Rofail says texture and detail were important to maintain the serene feeling of a forest retreat. Given the natural outlooks, the house is finished in a rich stained cedar and earthy paint colours. An aged oak floor runs right through the home, which is another nod to the setting.
"Part of the brief for the new house was to optimise natural ventilation and this style of architecture allowed us to do that," says Rofail. "As hot air rises, it is released through the open louvres in the upper windows, which in turn draw in cooler air from below. At the same time, the clerestory windows and high eaves allow maximum natural light to penetrate."

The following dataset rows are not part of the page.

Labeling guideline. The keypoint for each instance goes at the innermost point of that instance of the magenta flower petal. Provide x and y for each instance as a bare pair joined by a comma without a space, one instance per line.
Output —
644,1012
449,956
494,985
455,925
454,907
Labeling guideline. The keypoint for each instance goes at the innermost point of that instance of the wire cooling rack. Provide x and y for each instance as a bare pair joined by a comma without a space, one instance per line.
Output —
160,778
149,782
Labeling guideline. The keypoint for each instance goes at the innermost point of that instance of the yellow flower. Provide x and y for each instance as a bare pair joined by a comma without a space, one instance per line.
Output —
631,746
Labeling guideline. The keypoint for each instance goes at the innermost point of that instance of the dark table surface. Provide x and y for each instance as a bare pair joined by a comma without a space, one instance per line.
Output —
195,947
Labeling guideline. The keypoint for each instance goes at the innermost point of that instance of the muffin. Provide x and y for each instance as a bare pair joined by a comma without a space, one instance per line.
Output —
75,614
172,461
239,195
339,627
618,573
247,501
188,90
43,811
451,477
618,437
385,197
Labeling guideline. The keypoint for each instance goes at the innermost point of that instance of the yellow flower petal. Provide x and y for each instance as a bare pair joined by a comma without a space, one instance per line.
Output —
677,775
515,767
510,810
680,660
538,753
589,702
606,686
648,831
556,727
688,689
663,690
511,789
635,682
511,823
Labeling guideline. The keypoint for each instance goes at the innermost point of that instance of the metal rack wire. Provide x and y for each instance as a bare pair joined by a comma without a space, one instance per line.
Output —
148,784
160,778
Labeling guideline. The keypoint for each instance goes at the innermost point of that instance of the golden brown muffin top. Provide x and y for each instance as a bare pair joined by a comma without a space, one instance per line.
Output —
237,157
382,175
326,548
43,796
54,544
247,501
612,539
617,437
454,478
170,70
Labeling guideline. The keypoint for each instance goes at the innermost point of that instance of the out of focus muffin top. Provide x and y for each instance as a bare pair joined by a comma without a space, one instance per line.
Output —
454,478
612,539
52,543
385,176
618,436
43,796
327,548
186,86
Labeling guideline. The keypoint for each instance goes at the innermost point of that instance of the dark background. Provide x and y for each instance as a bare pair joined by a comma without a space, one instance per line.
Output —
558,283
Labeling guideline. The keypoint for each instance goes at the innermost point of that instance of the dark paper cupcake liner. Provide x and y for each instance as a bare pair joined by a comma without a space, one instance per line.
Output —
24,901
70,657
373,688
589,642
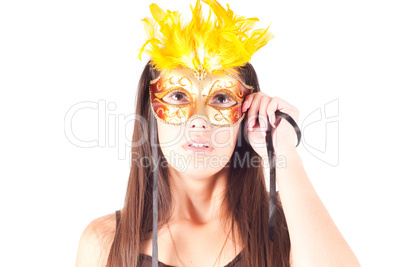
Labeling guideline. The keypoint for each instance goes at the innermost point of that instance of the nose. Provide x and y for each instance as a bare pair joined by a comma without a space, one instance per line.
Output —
200,122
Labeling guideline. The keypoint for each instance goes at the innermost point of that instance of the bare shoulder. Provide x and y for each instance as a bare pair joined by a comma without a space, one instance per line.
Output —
95,242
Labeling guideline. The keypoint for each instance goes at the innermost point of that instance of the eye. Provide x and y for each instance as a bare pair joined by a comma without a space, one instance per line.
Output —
176,97
222,100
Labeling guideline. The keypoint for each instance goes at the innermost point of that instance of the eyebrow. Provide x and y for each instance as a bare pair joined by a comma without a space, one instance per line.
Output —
214,85
169,83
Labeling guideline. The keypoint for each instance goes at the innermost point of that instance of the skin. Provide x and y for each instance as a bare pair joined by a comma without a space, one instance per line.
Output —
200,216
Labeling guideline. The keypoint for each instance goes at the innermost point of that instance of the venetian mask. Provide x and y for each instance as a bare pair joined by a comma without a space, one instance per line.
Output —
180,94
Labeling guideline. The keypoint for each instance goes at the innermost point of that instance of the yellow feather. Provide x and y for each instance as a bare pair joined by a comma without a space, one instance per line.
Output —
222,41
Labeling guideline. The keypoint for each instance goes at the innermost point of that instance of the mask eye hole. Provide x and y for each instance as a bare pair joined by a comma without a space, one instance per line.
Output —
222,99
177,97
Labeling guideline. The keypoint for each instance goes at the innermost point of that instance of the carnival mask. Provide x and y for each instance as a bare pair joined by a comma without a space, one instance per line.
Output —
180,94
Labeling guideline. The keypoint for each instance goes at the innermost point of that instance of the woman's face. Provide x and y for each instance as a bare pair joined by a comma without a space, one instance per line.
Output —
175,144
191,143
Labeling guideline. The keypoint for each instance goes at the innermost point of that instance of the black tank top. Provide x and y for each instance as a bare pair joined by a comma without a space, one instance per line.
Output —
146,260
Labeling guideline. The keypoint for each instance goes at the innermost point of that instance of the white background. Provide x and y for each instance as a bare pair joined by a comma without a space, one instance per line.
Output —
55,55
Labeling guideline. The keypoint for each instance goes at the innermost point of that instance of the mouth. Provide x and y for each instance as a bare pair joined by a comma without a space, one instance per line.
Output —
198,144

Just as the courtyard separates the old house from the new, a central deck and pool provide an internal division between the two-storey private section of the new house and the self-contained artist's studio. Here again, the facades are oriented to face each other. The studio has the same gabled roof form and wall of sliding glass doors as the house, ensuring this working space is also light-filled and airy.
The entry to the secondary yard and studio from the main courtyard is through an old brick wall. This was retained from the original structure Rofail says he was keen to incorporate what he could of the old into the new. To the right of the entry, a protruding wall shows the position of the staircase inside the home. This element is finished in Mini Orb, creating a contrasting feature surface. The sleek corrugated iron facing also echoes the lines of the V-groove panels on the cladding and eaves, as does the timber decking around the pool.
"Despite the rather tight footprint, and urban high-density surroundings, this design achieves a sense of privacy and spaciousness by turning inward, with the public spaces looking to the leafy heart of the property," says Rofail.